Heizen: 75 Prozent aller Heizungsanlagen in Deutschland werden mit Gas oder Öl betrieben. Viele dieser Heizungen haben eine automatische Temperatursteuerung. Die Temperatur sollte in den Sommermonaten sehr niedrig eingestellt oder besser die Heizung komplett abgeschaltet werden. Das verhindert, dass die Heizung anspringt, wenn es nur kurzzeitig mal kälter wird.

Backen: Umluft verteilt im Vergleich zu Ober- und Unterhitze sehr viel besser die Wärme im Backofen. Die Backtemperatur kann mit Umluft um 20 bis 30 Grad reduziert werden, was rund 20 Prozent der Energiekosten einspart. Mehrere Bleche können damit gleichzeitig (z.B Pizza, Blechkuchen oder Brötchen) gleichmäßig backen. Das Vorheizen kann mit Umluft wegfallen, was nochmals rund 20 Prozent Energie spart.

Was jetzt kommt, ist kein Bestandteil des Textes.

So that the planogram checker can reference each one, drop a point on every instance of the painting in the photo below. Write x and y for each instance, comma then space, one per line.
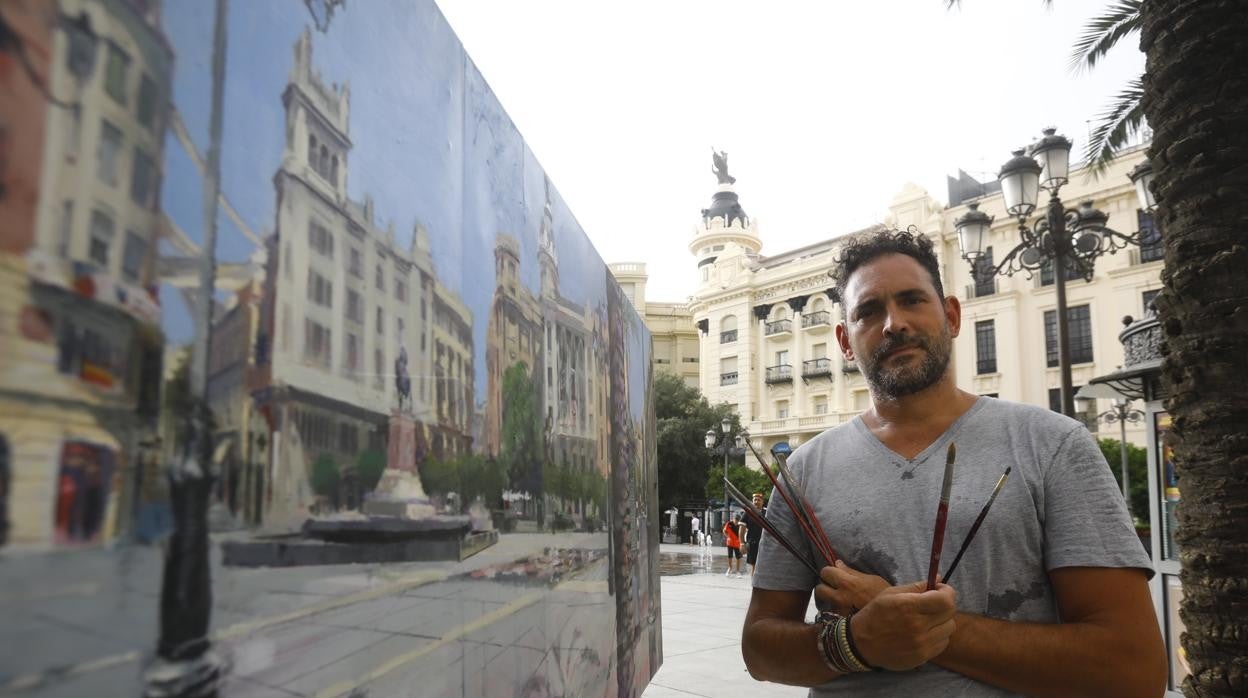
311, 382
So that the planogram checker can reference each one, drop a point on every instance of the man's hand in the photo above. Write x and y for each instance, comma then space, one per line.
845, 589
904, 627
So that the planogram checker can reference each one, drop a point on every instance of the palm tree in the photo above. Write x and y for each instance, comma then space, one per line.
1194, 96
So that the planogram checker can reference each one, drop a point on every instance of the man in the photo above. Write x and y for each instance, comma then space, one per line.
1052, 596
754, 535
733, 541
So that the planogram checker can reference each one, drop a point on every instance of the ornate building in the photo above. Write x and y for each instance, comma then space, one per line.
766, 322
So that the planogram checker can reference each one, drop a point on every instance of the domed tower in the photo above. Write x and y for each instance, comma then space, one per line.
548, 259
725, 229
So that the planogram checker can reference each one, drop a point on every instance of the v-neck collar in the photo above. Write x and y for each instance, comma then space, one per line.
936, 446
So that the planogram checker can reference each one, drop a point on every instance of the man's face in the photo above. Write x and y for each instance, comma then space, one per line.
896, 327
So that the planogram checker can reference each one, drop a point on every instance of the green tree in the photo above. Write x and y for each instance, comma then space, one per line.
523, 442
326, 477
370, 467
1137, 473
682, 420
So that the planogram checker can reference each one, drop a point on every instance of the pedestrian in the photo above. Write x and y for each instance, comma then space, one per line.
733, 541
1052, 596
754, 533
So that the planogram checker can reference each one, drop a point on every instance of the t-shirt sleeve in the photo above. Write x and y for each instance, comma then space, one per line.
776, 568
1086, 521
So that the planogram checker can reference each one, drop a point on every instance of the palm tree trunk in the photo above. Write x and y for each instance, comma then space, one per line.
1196, 100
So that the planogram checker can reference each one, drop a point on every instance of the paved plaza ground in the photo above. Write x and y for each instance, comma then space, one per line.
703, 613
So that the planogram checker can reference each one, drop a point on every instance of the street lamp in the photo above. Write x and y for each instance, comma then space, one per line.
1065, 237
725, 445
1121, 413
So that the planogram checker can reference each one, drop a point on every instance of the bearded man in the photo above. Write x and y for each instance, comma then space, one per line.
1052, 596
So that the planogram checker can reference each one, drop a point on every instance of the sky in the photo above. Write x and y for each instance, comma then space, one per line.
825, 109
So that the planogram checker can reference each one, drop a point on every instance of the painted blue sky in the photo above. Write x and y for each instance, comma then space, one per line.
431, 144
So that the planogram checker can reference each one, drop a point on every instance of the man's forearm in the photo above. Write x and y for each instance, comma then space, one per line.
1047, 659
785, 652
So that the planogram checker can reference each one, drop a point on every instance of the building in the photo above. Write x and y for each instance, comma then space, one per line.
81, 365
766, 322
672, 325
342, 306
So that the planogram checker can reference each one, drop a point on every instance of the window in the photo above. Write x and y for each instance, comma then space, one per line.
142, 180
101, 237
352, 365
1080, 327
355, 264
107, 154
985, 281
147, 98
986, 346
317, 344
355, 307
115, 74
320, 239
1151, 247
134, 257
1148, 297
320, 290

Waschen: Die meisten Waschmittel sind so zusammengesetzt, dass heiße Waschprogramme nicht mehr nötig sind. Die Öko-Programme mit 30 Grad oder weniger halbieren den Energieverbrauch im Vergleich zur herkömmlichen 40-Grad-Wäsche. Große Energiefresser sind Trockner, vor allem die mit hohem Energieverbrauch ohne Wärmepumpe. Eine Trocknerladung verbraucht mehr als doppelt so viel Strom wie eine 60-Grad-Wäsche. Im Sommer trocknet die Wäsche sehr schnell an der frischen Luft. Wer die Möglichkeit hat, spart viel Energie damit.

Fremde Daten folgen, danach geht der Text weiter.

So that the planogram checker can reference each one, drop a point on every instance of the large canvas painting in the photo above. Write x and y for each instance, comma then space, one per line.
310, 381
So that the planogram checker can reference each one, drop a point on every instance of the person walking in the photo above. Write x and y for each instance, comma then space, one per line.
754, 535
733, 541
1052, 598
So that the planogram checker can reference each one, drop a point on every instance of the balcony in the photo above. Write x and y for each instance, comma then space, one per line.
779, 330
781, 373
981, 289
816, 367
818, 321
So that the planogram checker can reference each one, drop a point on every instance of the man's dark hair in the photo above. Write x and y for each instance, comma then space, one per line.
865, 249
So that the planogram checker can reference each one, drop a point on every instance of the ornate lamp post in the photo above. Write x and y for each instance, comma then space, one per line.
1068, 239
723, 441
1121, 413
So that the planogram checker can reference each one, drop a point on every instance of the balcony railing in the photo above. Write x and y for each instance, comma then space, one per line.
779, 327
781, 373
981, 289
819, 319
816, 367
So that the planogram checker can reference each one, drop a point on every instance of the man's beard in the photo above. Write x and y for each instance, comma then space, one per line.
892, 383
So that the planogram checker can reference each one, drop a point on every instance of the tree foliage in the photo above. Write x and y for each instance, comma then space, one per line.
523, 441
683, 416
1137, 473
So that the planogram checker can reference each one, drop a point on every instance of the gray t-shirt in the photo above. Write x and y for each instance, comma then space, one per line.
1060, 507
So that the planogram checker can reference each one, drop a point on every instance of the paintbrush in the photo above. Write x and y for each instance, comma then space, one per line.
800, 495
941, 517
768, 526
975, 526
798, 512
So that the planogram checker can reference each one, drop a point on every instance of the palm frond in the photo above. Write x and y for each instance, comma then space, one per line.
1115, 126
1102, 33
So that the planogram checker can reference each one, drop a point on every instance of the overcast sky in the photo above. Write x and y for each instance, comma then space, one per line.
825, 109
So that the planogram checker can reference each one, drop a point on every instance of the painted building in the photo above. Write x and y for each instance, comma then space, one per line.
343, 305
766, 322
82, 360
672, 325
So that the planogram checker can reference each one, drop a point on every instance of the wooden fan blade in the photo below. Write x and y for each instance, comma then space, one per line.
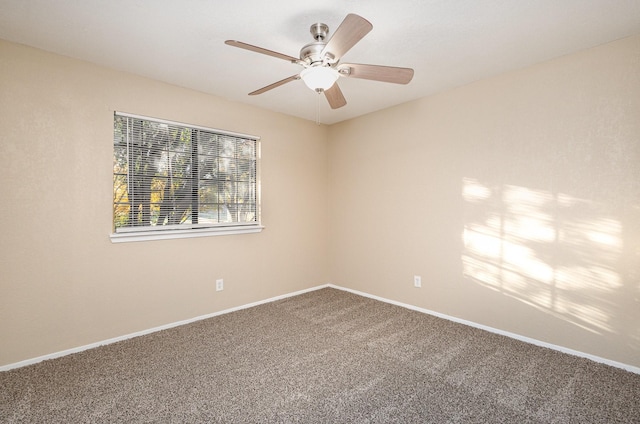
335, 97
350, 31
275, 84
256, 49
377, 73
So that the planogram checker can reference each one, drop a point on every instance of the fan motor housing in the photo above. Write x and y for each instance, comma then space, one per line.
312, 52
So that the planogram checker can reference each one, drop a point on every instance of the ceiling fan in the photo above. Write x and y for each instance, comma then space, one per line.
321, 61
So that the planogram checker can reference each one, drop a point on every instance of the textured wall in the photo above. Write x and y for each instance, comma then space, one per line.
63, 283
516, 198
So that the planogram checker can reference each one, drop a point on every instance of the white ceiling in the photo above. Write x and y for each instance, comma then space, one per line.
447, 42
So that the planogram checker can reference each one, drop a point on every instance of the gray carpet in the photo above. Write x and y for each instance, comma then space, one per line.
322, 357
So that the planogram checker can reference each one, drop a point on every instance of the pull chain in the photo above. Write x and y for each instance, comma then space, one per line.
319, 91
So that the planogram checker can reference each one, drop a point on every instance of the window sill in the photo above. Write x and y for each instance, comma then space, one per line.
187, 233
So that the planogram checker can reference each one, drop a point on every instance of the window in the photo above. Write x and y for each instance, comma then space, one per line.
177, 180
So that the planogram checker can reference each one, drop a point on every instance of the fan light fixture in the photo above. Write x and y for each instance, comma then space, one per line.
319, 77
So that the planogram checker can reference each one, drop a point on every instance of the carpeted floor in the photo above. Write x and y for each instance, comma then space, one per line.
326, 356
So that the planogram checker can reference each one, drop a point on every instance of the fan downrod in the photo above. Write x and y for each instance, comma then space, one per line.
319, 31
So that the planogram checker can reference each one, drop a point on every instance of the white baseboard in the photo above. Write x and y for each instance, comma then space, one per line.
529, 340
562, 349
149, 331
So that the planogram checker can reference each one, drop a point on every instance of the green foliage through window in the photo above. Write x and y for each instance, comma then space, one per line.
168, 175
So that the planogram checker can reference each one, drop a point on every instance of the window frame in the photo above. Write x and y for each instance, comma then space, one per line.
149, 233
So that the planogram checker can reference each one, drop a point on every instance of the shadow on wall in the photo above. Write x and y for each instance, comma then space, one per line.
560, 254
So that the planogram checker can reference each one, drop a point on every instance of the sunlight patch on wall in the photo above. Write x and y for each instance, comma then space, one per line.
552, 251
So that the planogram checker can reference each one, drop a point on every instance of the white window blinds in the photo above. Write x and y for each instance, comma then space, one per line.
169, 175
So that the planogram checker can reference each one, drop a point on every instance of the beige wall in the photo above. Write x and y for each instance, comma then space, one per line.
516, 198
63, 283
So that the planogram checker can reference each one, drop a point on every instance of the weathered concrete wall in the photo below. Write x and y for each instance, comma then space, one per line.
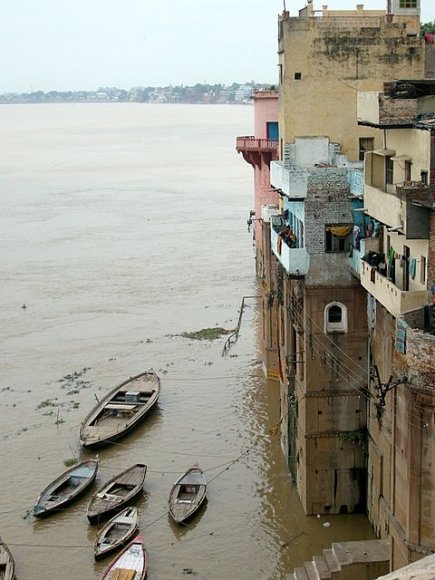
380, 425
336, 57
329, 371
265, 110
429, 61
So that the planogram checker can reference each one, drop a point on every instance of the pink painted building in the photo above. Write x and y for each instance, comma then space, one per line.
259, 150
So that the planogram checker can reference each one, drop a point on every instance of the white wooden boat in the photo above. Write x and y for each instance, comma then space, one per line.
117, 493
187, 494
116, 533
120, 410
7, 564
66, 488
130, 564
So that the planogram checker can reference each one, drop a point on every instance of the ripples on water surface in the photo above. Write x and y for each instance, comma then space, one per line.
122, 227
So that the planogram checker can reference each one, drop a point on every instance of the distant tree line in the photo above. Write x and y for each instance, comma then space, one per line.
198, 93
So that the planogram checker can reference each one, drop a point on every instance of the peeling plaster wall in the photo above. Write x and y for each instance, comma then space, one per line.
336, 57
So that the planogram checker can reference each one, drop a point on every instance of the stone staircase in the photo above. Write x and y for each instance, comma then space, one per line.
362, 560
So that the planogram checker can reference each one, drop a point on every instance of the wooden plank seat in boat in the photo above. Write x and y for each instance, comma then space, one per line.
123, 574
121, 406
109, 496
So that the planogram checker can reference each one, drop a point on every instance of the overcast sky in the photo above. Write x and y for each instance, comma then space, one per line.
84, 44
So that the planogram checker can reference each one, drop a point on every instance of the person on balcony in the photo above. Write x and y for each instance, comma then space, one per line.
289, 237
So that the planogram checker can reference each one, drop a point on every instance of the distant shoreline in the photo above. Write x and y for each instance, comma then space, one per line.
199, 94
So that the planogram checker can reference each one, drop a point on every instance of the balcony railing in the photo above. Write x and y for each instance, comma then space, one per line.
296, 261
251, 143
395, 300
292, 182
414, 191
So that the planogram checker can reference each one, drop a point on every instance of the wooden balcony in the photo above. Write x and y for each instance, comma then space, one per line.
252, 144
395, 300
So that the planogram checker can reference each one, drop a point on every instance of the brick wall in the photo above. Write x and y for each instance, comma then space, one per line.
326, 203
431, 253
420, 355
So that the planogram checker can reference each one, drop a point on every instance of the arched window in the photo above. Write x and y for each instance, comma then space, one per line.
335, 317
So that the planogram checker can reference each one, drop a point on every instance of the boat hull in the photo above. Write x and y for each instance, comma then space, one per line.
115, 416
117, 533
7, 562
45, 507
188, 494
132, 559
116, 494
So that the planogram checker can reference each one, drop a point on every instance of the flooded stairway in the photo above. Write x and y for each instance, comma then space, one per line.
362, 560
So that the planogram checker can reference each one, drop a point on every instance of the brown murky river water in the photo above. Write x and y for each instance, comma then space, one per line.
123, 226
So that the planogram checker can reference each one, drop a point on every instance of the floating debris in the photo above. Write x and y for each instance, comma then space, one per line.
206, 333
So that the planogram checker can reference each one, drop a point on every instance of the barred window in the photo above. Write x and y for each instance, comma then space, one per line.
408, 3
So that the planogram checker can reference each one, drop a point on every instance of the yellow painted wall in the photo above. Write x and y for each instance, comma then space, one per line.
338, 56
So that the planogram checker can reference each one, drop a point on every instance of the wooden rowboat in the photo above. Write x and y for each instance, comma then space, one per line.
66, 488
120, 410
130, 564
117, 493
116, 533
187, 494
7, 564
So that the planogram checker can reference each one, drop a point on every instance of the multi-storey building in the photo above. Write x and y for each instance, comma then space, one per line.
322, 335
259, 150
325, 58
322, 302
397, 271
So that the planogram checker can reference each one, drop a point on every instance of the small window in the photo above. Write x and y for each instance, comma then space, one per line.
389, 170
335, 314
423, 270
338, 238
335, 317
365, 144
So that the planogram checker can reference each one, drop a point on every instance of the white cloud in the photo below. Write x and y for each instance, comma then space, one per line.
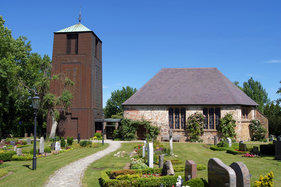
275, 61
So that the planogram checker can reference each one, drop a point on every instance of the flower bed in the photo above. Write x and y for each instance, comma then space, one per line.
145, 177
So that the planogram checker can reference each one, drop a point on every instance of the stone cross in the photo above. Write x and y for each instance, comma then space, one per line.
57, 146
229, 141
171, 141
19, 151
41, 148
220, 174
150, 155
215, 140
161, 160
190, 170
168, 168
242, 174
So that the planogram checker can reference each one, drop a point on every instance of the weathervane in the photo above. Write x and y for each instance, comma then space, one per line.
80, 17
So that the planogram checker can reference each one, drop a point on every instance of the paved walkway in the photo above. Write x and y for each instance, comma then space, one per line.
72, 174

Urlaub: Warum nicht mal den Elektrogeräten eine kleine Pause gönnen? Rechner, Fernsehgeräte, Router und andere Elektro¬geräte nicht im Stand-by-Modus belassen, sondern komplett ausschalten. Das spart viel Energie, ohne jede Anstrengung und Verzicht. Und perfekt ist es, wenn man kurz vor der Abreise auch den Kühlschrank und die Gefriertruhe abtaut und bei offener Tür während der Abwesenheit ausschaltet. Man sollte ohnehin zweimal im Jahr die Kühlgeräte abtauen. Denn vereiste Gefriergeräte verbrauchen ebenfalls mehr Energie.

Also spart froh und mühelos Geld und Energie und freut Euch am Sommer und an der kostenlosen Wärme.